In this case, snow that began in New York City midafternoon quickly turned heavy heading toward sunset and beyond. Temperatures that had been above freezing dropped into the upper 20s in heavy snow, and eventually snow transitioned to a wintry mix in the evening. This cement-like wintry mix included denser sleet.

Questions of forecasts and lack of preparation aside, a primary cause of the commuting nightmare in and around the city was the timing and intensity of the snowfall. Those snowfall rates of one to two inches per hour are difficult for even well-prepared crews to keep up with.
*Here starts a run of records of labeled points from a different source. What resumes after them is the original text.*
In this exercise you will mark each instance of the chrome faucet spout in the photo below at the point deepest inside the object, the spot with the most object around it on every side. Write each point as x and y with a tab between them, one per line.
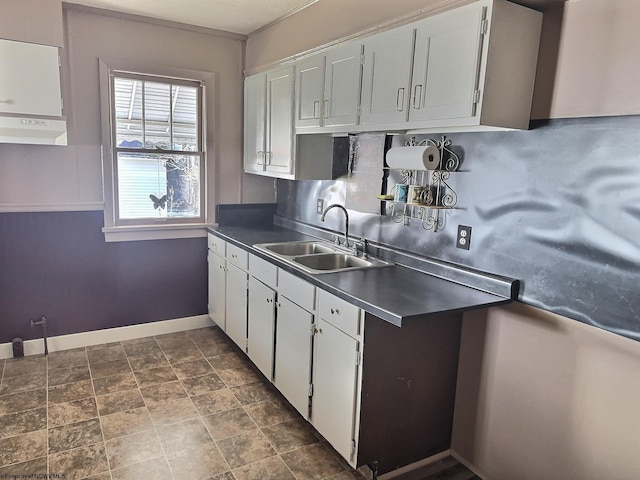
346	220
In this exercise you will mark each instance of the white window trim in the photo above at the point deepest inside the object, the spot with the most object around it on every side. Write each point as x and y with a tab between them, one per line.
118	233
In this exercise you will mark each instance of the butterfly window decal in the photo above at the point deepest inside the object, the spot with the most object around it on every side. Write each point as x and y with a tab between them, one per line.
158	202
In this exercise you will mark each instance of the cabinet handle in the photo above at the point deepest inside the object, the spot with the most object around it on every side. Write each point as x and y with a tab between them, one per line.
399	102
417	96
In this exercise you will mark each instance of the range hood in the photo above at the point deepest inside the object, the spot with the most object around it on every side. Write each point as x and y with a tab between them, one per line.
30	94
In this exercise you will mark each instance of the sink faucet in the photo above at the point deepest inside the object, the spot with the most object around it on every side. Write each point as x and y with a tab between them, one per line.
346	221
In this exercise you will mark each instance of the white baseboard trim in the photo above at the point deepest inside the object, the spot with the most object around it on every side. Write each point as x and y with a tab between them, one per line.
107	335
415	465
470	466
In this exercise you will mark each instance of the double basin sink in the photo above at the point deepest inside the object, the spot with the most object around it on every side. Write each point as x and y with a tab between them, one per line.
319	257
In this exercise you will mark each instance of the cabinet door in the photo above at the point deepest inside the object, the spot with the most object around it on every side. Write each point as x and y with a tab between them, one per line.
254	123
309	91
261	326
236	318
217	289
335	380
292	374
280	134
30	79
447	64
342	86
387	77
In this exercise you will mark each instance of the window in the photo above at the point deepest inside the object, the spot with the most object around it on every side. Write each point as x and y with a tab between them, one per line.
154	171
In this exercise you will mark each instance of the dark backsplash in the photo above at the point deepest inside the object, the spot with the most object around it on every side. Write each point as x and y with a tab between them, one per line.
557	207
57	264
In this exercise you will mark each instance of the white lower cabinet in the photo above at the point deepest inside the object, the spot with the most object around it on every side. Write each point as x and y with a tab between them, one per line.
261	326
293	354
335	387
236	300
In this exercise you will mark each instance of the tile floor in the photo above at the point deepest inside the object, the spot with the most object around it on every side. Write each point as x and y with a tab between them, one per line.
186	406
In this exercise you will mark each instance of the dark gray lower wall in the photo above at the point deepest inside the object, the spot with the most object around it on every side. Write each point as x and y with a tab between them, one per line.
557	207
57	264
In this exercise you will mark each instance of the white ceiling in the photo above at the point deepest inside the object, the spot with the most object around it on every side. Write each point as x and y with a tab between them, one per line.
238	16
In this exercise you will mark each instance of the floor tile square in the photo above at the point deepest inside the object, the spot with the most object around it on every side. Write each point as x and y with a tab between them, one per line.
74	435
79	463
23	383
17	402
70	391
198	463
132	449
179	436
76	357
114	383
72	412
155	375
203	384
192	369
148	347
113	367
245	448
312	462
23	422
24	447
119	401
172	411
270	412
215	402
272	468
157	394
229	423
61	376
289	435
107	354
147	362
234	377
126	423
158	468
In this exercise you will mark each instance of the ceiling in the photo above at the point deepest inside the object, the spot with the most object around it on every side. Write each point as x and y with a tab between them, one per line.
237	16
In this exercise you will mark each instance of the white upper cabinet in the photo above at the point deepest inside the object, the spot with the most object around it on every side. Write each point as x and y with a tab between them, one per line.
255	92
342	85
309	92
446	65
328	89
387	77
474	68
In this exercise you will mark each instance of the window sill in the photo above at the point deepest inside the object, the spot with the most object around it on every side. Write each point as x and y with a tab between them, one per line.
154	232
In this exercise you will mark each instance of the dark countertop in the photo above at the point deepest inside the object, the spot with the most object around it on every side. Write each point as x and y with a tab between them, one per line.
395	294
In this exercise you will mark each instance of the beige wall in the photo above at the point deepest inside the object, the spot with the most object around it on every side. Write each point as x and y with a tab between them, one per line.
544	397
36	178
588	62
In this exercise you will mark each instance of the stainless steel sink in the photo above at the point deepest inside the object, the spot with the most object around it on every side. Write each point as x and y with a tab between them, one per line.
319	257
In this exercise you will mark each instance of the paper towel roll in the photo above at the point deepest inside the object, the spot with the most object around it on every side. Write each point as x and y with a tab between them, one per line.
423	157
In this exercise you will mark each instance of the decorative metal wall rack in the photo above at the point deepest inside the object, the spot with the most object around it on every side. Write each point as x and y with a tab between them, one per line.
435	196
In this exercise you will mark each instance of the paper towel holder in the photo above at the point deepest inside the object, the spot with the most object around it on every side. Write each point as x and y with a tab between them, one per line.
439	194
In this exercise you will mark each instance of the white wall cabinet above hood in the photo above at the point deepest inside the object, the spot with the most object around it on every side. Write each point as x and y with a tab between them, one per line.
30	94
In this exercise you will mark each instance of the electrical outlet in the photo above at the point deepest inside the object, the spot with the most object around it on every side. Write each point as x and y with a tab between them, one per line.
464	237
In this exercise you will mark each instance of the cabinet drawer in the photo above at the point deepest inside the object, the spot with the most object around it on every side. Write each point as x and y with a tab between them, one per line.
216	245
298	291
340	313
264	271
238	256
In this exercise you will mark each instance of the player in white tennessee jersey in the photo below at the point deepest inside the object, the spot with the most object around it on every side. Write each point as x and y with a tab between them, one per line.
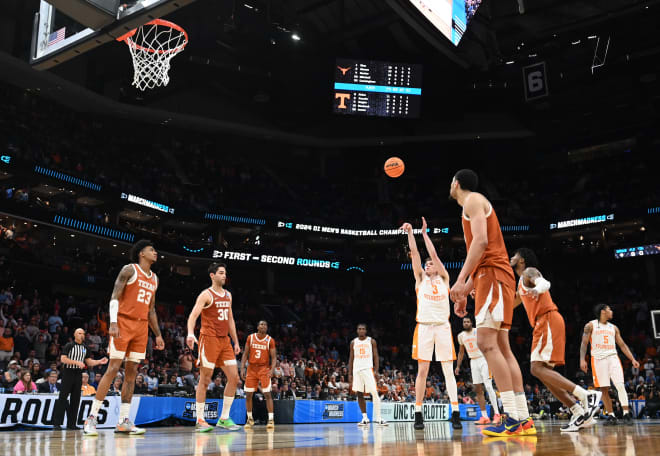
605	362
433	331
467	340
361	374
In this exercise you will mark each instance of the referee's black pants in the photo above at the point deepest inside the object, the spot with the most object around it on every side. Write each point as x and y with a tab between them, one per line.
71	384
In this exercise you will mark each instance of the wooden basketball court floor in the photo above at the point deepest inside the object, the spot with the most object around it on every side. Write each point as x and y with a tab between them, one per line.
400	439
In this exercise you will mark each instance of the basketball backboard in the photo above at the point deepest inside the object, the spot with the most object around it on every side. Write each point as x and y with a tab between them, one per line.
78	26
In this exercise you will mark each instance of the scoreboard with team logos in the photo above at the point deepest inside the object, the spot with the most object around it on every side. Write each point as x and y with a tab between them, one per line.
373	88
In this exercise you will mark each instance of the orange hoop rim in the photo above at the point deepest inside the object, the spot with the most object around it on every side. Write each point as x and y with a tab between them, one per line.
127	37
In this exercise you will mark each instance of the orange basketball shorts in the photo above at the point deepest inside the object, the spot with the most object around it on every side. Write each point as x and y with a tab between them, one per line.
549	339
215	352
258	374
132	341
493	300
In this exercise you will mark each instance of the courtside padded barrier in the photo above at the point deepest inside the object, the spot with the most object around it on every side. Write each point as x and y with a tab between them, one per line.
36	410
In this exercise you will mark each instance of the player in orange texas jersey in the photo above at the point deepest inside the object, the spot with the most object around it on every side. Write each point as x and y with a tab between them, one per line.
132	313
215	350
549	341
261	356
487	271
605	363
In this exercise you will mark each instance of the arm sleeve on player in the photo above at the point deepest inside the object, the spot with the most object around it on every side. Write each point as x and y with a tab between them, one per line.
541	285
114	310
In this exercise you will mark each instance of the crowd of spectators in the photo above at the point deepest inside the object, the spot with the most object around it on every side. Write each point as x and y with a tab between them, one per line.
312	351
316	324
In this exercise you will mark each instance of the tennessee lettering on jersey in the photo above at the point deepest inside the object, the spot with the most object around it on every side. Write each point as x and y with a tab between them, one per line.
535	307
215	317
432	301
363	357
260	349
603	340
469	340
138	293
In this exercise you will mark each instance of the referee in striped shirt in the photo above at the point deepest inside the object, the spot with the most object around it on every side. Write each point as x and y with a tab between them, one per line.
75	357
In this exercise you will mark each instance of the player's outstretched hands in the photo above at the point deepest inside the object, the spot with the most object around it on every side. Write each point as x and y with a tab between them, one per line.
583	366
458	294
191	340
114	330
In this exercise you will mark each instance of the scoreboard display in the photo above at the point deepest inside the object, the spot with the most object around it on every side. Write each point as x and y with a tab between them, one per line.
372	88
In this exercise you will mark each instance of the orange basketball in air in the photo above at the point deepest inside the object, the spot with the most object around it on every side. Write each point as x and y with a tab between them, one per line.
394	167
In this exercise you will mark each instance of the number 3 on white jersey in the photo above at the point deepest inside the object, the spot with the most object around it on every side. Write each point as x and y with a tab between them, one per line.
144	296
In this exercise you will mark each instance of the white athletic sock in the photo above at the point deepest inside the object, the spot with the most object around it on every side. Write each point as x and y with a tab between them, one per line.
124	411
623	395
492	397
521	406
96	406
376	400
577	409
509	404
580	393
226	407
450	383
199	406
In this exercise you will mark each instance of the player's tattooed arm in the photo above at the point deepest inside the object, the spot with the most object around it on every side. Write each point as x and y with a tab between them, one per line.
120	282
415	258
624	347
586	336
433	254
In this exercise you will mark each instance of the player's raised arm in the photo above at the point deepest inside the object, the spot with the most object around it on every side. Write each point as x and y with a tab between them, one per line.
273	358
232	331
430	248
533	279
586	336
117	291
461	354
414	254
246	354
374	350
159	344
201	302
474	210
624	347
350	364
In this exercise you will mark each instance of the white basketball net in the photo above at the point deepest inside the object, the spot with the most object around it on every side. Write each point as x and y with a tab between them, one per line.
152	47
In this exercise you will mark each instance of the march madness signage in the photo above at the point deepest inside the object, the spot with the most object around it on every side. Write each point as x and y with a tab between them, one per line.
37	410
403	411
210	411
333	412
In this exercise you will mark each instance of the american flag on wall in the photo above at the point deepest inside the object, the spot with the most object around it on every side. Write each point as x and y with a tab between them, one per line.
56	36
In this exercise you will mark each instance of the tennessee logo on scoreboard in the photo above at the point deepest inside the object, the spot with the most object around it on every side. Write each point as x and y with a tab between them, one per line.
344	70
342	99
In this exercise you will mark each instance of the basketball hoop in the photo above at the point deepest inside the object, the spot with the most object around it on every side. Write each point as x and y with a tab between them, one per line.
152	47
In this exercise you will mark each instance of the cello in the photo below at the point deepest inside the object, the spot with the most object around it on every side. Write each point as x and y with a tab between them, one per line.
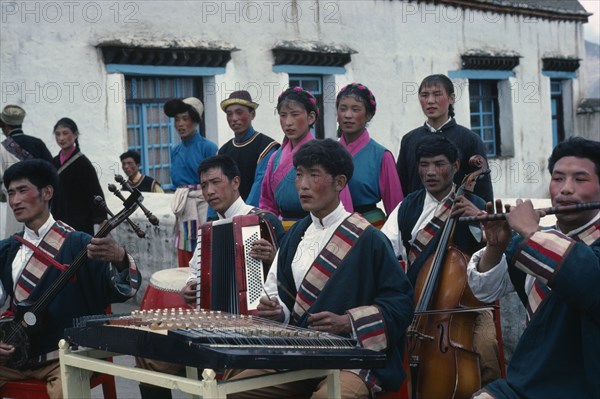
443	363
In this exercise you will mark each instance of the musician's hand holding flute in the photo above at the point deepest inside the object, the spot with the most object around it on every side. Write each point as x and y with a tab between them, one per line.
522	218
270	308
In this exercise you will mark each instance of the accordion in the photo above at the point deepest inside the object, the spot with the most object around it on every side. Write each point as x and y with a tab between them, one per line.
231	280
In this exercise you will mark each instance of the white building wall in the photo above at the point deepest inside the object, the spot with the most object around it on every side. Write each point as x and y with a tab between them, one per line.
51	66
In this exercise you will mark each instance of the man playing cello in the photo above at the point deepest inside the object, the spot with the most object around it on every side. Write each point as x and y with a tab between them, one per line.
415	227
556	273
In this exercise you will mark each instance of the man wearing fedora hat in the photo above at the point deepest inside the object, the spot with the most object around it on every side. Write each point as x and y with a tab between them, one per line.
15	148
188	203
250	149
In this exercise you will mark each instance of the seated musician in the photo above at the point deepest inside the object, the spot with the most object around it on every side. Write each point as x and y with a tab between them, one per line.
411	221
366	296
220	182
31	264
556	273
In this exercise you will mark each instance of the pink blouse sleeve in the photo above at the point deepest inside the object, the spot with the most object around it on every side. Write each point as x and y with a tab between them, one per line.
267	192
389	183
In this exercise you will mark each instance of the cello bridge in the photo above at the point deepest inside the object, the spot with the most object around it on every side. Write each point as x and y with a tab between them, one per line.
419	335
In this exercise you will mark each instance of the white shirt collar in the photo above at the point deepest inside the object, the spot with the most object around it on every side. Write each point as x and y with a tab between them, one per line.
333	218
239	207
433	130
30	235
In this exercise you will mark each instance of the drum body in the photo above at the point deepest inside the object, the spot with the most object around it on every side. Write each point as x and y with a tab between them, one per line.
164	290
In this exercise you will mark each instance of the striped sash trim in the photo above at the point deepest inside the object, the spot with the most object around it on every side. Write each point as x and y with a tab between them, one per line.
370	328
589	235
426	234
543	254
535	297
16	150
37	267
542	257
327	262
370	379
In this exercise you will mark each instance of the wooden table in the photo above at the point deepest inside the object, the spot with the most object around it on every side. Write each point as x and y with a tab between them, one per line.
76	367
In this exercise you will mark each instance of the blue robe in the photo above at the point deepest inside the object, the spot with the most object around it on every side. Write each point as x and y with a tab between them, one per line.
369	275
91	293
558	355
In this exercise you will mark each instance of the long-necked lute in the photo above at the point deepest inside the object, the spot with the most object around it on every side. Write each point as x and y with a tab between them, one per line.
28	316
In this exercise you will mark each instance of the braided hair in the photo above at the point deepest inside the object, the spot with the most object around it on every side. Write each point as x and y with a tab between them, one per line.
443	81
362	93
301	96
71	125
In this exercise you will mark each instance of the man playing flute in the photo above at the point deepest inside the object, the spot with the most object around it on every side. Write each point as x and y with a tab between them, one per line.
556	273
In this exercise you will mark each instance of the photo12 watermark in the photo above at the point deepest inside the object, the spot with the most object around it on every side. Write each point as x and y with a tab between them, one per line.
54	12
326	12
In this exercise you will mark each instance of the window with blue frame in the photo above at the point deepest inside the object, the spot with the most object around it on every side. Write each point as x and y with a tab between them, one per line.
149	130
556	103
314	84
485	113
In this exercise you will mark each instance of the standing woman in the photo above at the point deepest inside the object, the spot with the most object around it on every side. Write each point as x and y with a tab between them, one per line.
436	96
298	112
73	202
375	177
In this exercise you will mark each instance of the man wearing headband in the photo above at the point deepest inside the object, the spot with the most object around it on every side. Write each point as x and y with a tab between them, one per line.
250	149
188	203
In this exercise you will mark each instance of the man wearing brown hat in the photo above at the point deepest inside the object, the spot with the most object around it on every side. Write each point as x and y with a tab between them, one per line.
15	148
188	203
250	149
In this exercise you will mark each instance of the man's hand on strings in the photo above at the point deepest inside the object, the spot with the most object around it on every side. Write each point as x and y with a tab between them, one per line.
263	250
6	352
270	308
108	250
464	207
524	219
190	292
497	232
498	235
330	323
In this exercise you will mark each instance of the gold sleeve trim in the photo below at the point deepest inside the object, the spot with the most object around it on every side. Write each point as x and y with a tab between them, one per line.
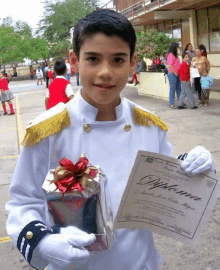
46	128
144	118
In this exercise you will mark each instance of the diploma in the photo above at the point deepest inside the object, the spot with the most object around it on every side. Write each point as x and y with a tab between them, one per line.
162	198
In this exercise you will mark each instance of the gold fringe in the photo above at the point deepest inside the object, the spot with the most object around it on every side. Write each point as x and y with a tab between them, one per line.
144	118
46	128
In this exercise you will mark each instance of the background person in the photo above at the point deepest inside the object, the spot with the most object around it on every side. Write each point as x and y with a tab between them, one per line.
6	94
46	74
60	89
189	49
186	89
206	84
173	64
139	67
200	62
203	50
68	70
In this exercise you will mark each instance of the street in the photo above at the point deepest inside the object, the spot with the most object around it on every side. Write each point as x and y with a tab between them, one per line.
187	129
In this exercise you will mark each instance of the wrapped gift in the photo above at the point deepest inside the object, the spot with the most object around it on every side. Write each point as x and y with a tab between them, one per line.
76	196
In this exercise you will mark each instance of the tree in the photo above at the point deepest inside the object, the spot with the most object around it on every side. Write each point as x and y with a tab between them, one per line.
23	28
58	19
17	43
13	47
152	43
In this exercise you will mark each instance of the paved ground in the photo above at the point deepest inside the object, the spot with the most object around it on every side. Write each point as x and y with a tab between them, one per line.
188	128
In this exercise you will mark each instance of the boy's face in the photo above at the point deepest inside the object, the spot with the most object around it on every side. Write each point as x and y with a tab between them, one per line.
204	73
104	65
186	58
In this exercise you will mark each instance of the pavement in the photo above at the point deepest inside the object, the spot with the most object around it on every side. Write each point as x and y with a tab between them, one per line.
187	129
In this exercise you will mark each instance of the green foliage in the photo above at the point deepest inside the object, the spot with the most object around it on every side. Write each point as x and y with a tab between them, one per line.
12	46
23	29
152	44
58	19
17	43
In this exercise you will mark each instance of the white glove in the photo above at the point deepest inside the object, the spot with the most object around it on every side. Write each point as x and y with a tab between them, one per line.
198	160
63	250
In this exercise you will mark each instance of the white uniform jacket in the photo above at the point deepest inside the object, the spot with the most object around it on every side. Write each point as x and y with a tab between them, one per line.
108	144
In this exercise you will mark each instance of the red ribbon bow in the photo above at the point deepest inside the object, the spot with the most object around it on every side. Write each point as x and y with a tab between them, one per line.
67	175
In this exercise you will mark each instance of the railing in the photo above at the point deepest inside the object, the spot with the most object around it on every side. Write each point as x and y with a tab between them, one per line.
135	10
110	5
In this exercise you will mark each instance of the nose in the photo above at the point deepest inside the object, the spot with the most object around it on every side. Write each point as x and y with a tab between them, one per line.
105	71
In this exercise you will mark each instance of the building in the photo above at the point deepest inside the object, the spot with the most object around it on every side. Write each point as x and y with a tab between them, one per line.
194	21
190	21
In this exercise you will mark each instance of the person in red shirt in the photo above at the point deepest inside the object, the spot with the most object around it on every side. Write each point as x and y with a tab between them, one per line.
186	89
6	94
60	89
50	74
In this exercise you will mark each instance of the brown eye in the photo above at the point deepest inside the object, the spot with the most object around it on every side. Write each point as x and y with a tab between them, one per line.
92	59
119	60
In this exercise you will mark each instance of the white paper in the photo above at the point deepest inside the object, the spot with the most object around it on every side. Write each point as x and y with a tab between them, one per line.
162	198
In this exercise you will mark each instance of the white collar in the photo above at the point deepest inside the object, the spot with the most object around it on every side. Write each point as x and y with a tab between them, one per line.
79	105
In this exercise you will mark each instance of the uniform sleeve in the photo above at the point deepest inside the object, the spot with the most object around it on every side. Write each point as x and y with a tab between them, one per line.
69	90
28	218
165	147
47	94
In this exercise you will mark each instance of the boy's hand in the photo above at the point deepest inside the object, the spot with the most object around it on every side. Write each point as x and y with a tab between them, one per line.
64	250
198	160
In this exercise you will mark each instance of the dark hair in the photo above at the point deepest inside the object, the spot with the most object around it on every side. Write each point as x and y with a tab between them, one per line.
60	67
4	73
186	48
203	48
173	49
184	54
106	21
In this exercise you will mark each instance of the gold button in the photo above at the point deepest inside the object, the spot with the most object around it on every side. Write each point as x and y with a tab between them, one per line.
29	235
87	127
127	127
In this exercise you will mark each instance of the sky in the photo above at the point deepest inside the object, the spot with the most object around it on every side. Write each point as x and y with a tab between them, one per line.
30	11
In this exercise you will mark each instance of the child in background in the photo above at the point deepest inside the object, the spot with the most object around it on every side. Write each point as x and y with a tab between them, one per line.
50	74
6	94
206	84
60	89
186	89
39	74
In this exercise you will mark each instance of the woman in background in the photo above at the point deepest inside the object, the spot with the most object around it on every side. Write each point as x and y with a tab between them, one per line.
173	64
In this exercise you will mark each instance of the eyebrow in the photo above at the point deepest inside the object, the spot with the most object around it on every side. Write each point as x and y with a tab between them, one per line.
114	54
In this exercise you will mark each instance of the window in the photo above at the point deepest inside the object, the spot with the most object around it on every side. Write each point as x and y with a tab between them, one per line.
202	21
209	28
215	42
214	20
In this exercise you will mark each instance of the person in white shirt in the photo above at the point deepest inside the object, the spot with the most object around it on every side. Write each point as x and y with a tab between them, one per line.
39	75
68	70
60	89
110	131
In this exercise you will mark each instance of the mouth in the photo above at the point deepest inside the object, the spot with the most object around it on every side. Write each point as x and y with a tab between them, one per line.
104	86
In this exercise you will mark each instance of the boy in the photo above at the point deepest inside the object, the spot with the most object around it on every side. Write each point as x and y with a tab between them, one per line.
60	89
206	83
110	131
186	89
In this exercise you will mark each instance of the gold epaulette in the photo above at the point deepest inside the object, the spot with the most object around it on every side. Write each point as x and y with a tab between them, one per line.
47	127
144	118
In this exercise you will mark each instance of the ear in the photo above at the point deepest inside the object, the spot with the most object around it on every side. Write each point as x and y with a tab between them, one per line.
77	65
133	63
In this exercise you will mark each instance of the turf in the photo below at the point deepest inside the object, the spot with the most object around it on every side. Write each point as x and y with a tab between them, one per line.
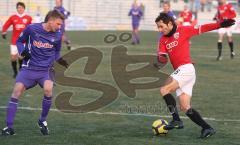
127	121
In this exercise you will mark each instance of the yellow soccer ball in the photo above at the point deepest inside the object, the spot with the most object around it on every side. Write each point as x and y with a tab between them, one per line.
158	127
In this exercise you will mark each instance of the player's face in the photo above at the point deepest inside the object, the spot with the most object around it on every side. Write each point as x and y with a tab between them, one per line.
221	2
20	9
166	8
55	24
164	28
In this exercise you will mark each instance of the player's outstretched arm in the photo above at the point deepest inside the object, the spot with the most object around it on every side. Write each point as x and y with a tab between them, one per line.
227	23
209	27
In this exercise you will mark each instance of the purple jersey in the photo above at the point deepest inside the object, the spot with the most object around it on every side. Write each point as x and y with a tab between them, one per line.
171	14
43	46
136	14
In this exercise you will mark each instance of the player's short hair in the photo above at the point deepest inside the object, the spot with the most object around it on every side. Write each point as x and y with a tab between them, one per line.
54	14
20	4
165	18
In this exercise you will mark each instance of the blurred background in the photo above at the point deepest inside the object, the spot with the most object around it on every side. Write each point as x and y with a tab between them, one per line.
111	14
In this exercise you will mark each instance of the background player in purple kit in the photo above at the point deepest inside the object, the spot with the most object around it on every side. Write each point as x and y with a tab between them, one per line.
43	44
66	14
136	14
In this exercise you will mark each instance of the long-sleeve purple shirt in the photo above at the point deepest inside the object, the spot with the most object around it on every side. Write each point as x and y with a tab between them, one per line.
43	46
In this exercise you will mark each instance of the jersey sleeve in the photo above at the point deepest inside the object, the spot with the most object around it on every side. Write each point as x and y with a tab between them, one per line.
22	39
196	30
161	48
58	49
6	25
232	13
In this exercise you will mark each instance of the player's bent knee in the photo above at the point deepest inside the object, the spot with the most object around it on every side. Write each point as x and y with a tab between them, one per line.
164	91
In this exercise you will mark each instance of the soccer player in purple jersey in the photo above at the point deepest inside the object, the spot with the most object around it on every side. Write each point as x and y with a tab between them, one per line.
136	14
66	14
42	47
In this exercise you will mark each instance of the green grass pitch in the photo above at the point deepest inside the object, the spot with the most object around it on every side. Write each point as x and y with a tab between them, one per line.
127	121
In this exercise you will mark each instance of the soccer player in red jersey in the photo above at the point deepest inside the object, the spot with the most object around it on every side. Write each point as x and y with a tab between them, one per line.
186	16
225	11
19	22
175	44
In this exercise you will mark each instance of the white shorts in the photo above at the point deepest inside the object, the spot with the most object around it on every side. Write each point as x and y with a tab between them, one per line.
13	50
186	77
225	30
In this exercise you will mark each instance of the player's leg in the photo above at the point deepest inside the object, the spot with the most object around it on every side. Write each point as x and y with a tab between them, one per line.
47	85
66	41
137	35
20	61
24	80
185	101
170	86
230	43
12	109
134	39
221	32
14	57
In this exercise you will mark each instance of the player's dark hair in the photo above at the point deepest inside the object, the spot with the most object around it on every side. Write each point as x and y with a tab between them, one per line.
54	14
20	4
165	18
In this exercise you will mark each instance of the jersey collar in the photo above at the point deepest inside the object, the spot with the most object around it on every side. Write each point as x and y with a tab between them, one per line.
20	15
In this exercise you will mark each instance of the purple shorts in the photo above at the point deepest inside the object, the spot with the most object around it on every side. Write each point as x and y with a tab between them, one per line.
31	78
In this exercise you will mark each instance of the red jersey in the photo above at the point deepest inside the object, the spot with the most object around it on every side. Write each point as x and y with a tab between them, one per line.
186	15
225	11
19	23
177	46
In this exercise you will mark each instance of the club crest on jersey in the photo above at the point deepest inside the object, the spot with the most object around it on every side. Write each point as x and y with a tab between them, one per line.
171	45
176	35
40	44
25	21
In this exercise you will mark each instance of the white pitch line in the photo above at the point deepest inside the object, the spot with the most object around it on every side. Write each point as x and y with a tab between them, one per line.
128	114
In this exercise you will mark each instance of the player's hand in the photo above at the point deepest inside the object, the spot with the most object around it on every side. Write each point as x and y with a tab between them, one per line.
4	36
26	55
227	23
63	62
158	65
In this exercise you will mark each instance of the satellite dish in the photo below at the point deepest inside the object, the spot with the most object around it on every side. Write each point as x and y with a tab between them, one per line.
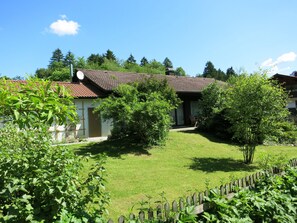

Even in situations with little to no traffic, streets would likely become impassable for a time under such conditions.

Turn the biggest city in the country loose under such a scenario, and it’s a perfect recipe for traffic mayhem

Similar rush-hour nightmares hit Washington in 2011 and 2016. The 2011 event, in particular, shared many similarities to Thursday’s commute in New York. In both cases, first flakes in the midafternoon spurred a mass exodus, filling roads with vehicles. Then pounding snow arrived, and gridlock engulfed the area.

Major snow-induced commuting disasters have hit U.S. urban centers in recent years — both north and south — all from a combination of bad weather and bad timing. Atlanta was hit in 2014. That same year another “commutageddon” spawned a million memes in Raleigh, N.C.

Even Chicago isn’t immune to the perils of terribly-timed snowflakes, where a storm snarled traffic in February 2011.

While the storm was the source of many scary stories, it had a soft side, as well. There were plenty of beautiful scenes throughout the city, especially if you happened to be on foot.

As rumors swirl of a snowy winter ahead, it might be a good time to prepare for more wintry delays. Thursday’s storm may be only a sneak preview of what’s to come.